Le bruit de la matraque sur les barreau en fer carillonna en continu.Le jeune homme sursauta sous le regard amusé du gardien de la paix. Désorienté, Lucas se redressa, dépliant son mètre quatre-vingt-neuf. Ses bras passèrent au dessus de lui pour s’étirer. Il y eut un « crac ».

Le maton tapa de nouveau sur les barreaux, il était pressé.

- Laville, fils de flic ou pas, je m’en fous. Aucun privilège ici. On se dépêche, l’administration vous attend.

Il se dirigea vers la porte, les autres détenus en transition murmurant dans son dos. Être « fils de flic » était la pire des choses qu’il pouvait arriver dans une prison. Bien que vous ne soyez que l’enfant du « méchant » flic, vous étiez surtout un excellent défouloir.

L’administrateur de la maison d’arrêt était un personnage froid. Costume gris, visage fermé, le ton de sa voix fit frissonner Lucas. Dans le plus grand des silence, il s’évertua à remplir le dossier d’admission. Son stylo à plume versait avec résistance de l’encre noir.

Il n’était qu’un parmi les autres, un banale détenu pour lequel il n’aurait pas plus de considération.

Il finit par tendre les papiers au jeune garçon, lui indiquant du bout du doigt qu’il devait les signer.
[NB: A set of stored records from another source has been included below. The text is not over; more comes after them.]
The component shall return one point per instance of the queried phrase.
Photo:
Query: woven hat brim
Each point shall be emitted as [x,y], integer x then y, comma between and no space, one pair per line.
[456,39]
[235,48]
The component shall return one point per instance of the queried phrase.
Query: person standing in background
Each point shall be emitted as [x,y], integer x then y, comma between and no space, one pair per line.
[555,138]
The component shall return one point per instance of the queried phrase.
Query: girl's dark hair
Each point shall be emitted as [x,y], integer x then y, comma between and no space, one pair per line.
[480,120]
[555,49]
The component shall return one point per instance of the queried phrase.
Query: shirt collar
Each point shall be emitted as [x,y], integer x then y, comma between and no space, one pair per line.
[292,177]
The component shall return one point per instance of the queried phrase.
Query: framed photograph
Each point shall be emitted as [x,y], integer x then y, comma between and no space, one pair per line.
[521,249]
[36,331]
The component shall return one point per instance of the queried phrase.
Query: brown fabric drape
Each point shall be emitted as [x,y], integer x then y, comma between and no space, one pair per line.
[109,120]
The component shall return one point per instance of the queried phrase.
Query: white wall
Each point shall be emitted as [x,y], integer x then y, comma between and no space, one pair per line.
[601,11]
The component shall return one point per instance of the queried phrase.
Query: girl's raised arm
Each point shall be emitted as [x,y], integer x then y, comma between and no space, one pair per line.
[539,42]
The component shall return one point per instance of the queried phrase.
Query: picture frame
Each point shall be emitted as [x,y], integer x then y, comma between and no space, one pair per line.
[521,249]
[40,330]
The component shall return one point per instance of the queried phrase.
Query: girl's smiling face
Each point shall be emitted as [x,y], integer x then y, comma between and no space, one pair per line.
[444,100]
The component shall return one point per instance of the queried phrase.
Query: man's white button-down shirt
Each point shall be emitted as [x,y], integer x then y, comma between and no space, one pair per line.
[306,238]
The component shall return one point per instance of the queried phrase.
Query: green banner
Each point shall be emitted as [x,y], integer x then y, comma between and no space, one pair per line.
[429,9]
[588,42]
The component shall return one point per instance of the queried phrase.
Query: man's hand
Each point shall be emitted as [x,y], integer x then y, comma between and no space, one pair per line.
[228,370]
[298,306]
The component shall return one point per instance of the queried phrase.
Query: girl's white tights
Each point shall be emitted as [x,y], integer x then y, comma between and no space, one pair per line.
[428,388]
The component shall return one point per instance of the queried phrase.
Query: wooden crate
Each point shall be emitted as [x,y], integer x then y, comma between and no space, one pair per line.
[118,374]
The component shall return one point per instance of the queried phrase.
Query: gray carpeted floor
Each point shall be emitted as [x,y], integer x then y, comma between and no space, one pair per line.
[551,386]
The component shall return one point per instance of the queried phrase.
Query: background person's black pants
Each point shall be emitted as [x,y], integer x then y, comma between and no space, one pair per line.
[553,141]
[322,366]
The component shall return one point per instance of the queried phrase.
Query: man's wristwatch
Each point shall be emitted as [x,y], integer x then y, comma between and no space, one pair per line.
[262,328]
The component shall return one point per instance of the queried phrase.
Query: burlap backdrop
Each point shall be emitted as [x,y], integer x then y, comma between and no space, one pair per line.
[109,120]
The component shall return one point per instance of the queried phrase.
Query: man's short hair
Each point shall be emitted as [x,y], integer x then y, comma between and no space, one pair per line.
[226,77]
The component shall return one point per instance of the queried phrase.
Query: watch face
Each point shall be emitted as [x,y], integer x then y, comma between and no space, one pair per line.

Le petit Laville prit les feuille et commença sa lecture. Le pied du geôlier tapotant le sol en bois exaspéra le garçon. Il s’exécuta pour mettre fin à ce calvaire. Lucas se leva, prêt à suivre son guide.

- Savez-vous si ma demande d’isolement a été acceptée, monsieur ?

- Vous allez dormir avec tout le monde ce soir.

Un froid de plus.

Dans le couloir, certains détenus vaquaient à leurs occupations. Un groupe de trois hommes se mit à dévisager le petit nouveau. L’un était une masse, imposant par sa taille et sa surcharge pondérale débordante de son tee-shirt et son pantalon. Ses bras, bien que musclés, laissaient paraître ses excès de jeunesse. Ses bonnes joues aussi.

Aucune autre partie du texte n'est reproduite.